Abstract
Code-switching or code-mixing occurs when ”lexical items and/or grammatical features from two
languages appear in one sentence”. With the rising popularity of social media platforms such as Twitter,
Facebook, and Reddit, the volume of texts on these platforms has also grown significantly. Twitter alone
has over 500 million text posts (tweets) per day. India, a country with over 300 million multilingual
speakers, has over 23 million users on Twitter as of January 2022, and code-switching can be observed
heavily on this social media platform.
Code-mixed social media posts present unique challenges due to the mixing of languages, slang,
and informal expressions. Extracting valuable information from code-mixed data enables a better
understanding of user sentiments, preferences, and trends across different language communities. It helps
identify named entities, detect events, and extract relevant information from multilingual conversations.
By effectively extracting and analyzing code-mixed content, businesses, researchers, and language
processing systems can gain valuable insights into diverse language patterns, linguistic phenomena, and
cultural nuances, contributing to more accurate language processing, sentiment analysis, and targeted
communication strategies. Extracting valuable information from social media content has numerous
benefits that impact various domains. This has led to a growing interest in Information Extraction (IE) as
an active research area in artificial intelligence.

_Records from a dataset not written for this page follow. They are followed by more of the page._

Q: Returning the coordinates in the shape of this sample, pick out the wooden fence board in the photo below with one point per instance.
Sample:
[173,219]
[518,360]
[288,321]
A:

However, research efforts are often hindered by the lack of automated NLP tools to analyse massive
amounts of code-mixed data, especially for resource-poor languages. There have been significant efforts
towards understanding some languages, such as English, German, French, and Spanish, by creating
annotated resources for various tasks, while some languages have not received the same focus, making them resource-poor. One such language is Kannada, which has over 58 million native and secondarylanguage (L2) speakers worldwide. Like in most places around the world, Kannada speakers tend to
use code-mixed language, mixed with English, in informal settings including social media and texting
platforms, but the same has not received much focus from researchers. In this thesis, we work towards
information extraction from Kannada-English code-mixed data from social media. We work on the
problems of Named Entity Recognition (NER) and Event Detection.
Named Entity Recognition (NER) and Event Detection on social media code-mixed data are crucial for
understanding and analyzing user-generated content in diverse languages. They enable the identification
of named entities, such as names of people, organizations, and locations, as well as the detection of
events, allowing for deeper insights into multilingual conversations, cross-cultural trends, and effective
information retrieval from code-mixed social media posts.
We have collected Kanglish code-mixed data from social media, Twitter, and curated annotated
datasets for both NER and Event Detection tasks while mentioning the annotation guidelines for the same.
We have analysed the challenges that are unique to Kannada-English code-mixed data and have provided
annotation guidelines for the same. We have also proposed a few supervised approaches towards these
tasks on our dataset with careful feature selection and critically analysed the results in hopes to promote
more focus from the research community on such low-resource languages.